Vladislav Kosenko (second from left) at the St. Petersburg International Economic Forum in June. Photo:  Association for Construction and Development of Road-Building Infrastructure

Vladislav Kosenko (second from left) at the St. Petersburg International Economic Forum in June. Photo: Association for Construction and Development of Road-Building Infrastructure

That fund appears to have been a model for Priazovye Invest, a company set up to handle general contracting work in the Kherson region. It belongs to the Association for the Construction and Development of Road-Building Infrastructure, which doesn’t reveal its own founders. The chairman of the association is Vladislav Kosenko, a lifelong friend of Russian President Vladimir Putin; according to the SPARK public database, the general director of Priazovye Invest is Pyotr Kosenko, a previously unknown figure in Ukraine and Russia and, it seems likely, a relative of Vladislav.

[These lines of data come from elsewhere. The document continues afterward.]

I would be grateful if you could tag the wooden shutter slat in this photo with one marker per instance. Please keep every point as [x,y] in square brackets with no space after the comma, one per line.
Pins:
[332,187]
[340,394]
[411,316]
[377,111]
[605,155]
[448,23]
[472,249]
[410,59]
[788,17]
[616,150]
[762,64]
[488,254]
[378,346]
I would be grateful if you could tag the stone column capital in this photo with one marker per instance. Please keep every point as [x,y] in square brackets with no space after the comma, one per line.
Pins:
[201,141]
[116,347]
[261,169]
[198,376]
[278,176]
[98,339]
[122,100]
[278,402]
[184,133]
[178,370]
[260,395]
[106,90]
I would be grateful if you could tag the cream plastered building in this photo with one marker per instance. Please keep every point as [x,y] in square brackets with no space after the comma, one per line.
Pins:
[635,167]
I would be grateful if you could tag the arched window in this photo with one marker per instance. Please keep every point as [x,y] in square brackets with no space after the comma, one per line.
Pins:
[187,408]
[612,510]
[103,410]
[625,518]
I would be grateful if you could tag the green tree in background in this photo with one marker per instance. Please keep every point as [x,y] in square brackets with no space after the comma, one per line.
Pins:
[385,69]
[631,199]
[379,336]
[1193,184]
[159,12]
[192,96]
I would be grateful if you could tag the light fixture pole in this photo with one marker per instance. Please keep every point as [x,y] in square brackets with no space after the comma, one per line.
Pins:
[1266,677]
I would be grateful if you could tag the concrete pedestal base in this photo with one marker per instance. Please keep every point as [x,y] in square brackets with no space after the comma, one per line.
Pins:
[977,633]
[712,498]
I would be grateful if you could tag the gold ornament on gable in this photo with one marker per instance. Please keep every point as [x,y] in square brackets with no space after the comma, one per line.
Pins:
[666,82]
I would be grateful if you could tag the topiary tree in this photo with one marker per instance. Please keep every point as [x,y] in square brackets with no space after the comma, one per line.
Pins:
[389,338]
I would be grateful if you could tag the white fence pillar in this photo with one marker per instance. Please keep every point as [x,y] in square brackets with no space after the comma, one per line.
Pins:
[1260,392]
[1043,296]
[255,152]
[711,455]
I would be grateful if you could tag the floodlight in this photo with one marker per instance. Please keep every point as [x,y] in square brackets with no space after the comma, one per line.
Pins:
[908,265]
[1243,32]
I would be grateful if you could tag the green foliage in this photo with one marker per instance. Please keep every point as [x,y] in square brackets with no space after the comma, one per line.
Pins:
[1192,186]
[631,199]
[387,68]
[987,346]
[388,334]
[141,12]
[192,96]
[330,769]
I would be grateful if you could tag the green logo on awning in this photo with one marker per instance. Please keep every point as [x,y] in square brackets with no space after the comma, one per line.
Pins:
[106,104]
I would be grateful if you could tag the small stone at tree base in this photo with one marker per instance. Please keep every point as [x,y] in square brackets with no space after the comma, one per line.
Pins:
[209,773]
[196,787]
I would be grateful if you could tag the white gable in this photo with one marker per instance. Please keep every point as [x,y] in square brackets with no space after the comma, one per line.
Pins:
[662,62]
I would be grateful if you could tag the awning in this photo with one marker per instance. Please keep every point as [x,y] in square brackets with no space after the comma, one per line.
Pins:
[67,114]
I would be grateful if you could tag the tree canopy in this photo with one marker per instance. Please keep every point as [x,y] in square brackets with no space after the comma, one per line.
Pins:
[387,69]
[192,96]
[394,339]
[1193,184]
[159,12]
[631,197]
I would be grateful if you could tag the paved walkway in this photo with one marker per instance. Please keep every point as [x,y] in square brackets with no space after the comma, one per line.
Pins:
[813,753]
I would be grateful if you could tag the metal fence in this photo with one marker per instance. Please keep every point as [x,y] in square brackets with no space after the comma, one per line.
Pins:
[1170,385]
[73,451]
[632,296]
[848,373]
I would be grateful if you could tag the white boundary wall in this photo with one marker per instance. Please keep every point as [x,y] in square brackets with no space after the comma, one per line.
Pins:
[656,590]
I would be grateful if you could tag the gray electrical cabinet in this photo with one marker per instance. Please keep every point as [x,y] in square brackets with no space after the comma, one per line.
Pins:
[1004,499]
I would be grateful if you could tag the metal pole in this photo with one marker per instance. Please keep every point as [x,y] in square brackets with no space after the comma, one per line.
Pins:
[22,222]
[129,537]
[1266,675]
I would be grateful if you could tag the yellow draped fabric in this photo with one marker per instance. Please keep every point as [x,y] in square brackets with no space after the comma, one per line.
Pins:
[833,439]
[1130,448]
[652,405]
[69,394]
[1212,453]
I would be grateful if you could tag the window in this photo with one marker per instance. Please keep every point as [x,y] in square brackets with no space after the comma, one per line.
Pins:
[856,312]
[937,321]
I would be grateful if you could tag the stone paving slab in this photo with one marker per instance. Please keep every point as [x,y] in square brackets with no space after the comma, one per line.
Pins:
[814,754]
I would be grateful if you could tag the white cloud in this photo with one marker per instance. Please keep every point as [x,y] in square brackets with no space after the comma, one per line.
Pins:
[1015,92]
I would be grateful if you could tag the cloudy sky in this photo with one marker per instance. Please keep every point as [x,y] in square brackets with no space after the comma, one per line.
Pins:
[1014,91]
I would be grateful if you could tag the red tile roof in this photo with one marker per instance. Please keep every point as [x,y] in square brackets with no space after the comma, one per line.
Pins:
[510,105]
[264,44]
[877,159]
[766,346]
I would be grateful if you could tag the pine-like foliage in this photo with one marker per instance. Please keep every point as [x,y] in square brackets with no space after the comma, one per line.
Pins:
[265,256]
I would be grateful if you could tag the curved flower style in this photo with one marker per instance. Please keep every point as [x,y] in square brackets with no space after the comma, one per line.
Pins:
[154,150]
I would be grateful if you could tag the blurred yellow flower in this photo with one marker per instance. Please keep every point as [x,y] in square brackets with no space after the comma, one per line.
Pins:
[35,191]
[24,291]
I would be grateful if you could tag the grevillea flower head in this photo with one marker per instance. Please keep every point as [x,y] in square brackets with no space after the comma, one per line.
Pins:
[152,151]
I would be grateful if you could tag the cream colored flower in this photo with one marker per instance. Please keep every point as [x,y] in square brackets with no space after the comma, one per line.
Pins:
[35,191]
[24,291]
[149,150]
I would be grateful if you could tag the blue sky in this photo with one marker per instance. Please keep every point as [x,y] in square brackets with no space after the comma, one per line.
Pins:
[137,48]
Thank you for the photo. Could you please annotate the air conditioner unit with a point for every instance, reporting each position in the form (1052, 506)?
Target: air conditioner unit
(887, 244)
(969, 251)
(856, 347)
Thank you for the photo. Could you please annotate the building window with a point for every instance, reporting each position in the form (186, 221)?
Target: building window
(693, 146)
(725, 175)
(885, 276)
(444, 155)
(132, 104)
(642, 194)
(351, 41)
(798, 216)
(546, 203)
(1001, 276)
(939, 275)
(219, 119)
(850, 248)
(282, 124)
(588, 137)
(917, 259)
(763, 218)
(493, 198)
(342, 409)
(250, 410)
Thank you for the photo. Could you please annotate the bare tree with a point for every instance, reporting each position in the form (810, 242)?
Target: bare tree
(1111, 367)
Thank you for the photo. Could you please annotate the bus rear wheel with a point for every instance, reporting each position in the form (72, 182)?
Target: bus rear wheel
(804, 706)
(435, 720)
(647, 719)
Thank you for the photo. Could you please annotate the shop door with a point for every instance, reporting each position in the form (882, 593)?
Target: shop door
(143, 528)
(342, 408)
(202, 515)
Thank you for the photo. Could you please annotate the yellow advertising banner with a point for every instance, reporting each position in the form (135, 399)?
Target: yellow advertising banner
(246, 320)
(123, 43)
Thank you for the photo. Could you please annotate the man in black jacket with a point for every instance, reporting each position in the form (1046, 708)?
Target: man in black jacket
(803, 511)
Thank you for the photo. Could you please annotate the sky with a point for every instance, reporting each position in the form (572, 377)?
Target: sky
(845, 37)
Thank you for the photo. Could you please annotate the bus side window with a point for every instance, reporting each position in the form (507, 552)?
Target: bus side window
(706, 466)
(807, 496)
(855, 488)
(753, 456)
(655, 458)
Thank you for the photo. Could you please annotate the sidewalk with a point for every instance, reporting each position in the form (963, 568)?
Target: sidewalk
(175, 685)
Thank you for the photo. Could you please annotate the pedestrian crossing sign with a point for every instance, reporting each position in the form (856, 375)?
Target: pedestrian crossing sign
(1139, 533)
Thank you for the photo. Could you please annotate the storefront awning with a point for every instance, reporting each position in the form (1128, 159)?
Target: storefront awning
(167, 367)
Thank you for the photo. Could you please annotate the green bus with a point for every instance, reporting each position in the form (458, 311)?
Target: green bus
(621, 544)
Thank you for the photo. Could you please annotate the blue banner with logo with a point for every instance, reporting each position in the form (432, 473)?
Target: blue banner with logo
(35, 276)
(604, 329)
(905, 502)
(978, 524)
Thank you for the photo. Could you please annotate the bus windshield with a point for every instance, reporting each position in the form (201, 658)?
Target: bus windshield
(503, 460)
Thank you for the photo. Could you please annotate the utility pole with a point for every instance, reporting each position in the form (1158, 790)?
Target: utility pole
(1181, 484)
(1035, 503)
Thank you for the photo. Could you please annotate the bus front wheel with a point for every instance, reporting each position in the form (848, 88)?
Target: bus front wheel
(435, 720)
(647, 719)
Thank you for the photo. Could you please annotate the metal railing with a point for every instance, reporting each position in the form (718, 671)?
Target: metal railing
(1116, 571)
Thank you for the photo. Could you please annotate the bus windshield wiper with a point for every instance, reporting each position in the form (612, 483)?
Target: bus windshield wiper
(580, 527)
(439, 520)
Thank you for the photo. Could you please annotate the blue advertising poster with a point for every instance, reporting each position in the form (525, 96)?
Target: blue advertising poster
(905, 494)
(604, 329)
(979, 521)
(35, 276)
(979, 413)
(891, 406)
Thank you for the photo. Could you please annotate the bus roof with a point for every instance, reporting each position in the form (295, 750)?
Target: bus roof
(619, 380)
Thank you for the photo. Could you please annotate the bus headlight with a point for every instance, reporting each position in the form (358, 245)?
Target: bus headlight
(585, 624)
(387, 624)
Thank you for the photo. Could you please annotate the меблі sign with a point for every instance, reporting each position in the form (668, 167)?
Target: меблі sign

Some contractors in the annexed territories are headed by local officials and businessmen who defected to Russia after the invasion. As soon as Russian troops had seized most of the Zaporizhzhia region, the deputy of the Melitopol City Council, Sergey Zolotaryov, began to cooperate with the occupation authorities, local Ukrainian journalists revealed. Zolotaryov’s assistants seized businesses and took them over, they reported.

In terms of turnover, most of the contracting work in the four regions has been undertaken by companies from the DPR and Zaporizhzhia region. They are followed by companies from Sevastopol and Moscow.

Private security

One of the largest expenses for governments in the four occupied regions is security services. Last year, the regional governments spent at least 3 billion rubles (€31 million) on contracts with security companies.

The largest contracts, at 540 million rubles (€5,470,000), have gone to Okhrana Zaporizhzhia, a company that provides paramilitary and conventional security services for educational institutions, hospitals and other state buildings in the region.

“Okhrana is somewhere between a private security company and private military company, but it is 100% state-owned, and, together with the National Guard, provides protection for critical infrastructure,” said Sergey Bogatyryov, who collects aid for paramilitary units in the annexed regions. He said companies like Okhrana do all they can to intimidate supporters of Ukraine and thwart the efforts of professional saboteurs.

In addition to local outfits, some private security companies from Russia have also been contracted in the occupied regions. The largest of them were previously accused of monopolising the market and price-fixing.

One of these companies, Spetsgroup, part of the Stark Security group which has received approximately half of security contracts for Moscow social institutions, was fined 35 million rubles (€353,400) after the Federal Antimonopoly Service found that companies affiliated with it had fixed prices in an attempt to inflate bids in the public procurement system.

A leg-up for the most desperate 

Corrupt officials have an opportunity to redeem themselves by working in the occupied territories. Andrey Alekseyenko, the former mayor of the southern Russian city of Krasnodar, was a defendant in a bribery case last year but avoided the charges by going to work in the Kharkiv region.

Andrey Alekseyenko / Telegram

Andrey Alekseyenko / Telegram

Just a month later, after Ukraine’s successful counteroffensive, he returned to Russia and was then appointed head of the government of the annexed part of the Kherson region.

However, in general, the annexed territories are poor places for Russian officials to advance their careers, Alexandra Prokopenko, a non-resident scholar at the Carnegie Russia Eurasia Center in Berlin, told Novaya Europe.

Regional mid-management goes there, expecting to skip a few rungs on the ladder and to return to Russia with a promotion, but this isn’t happening on a large scale, she said. And it is still difficult to attract qualified technocrats, due to security issues. On the other hand, a fairly large group of pro-Russian figures from Ukraine have seen opportunities for advancement in the annexed regions, Prokopenko notes.

But there are still people drawn by the opportunity to profit off state contracts — at least for now.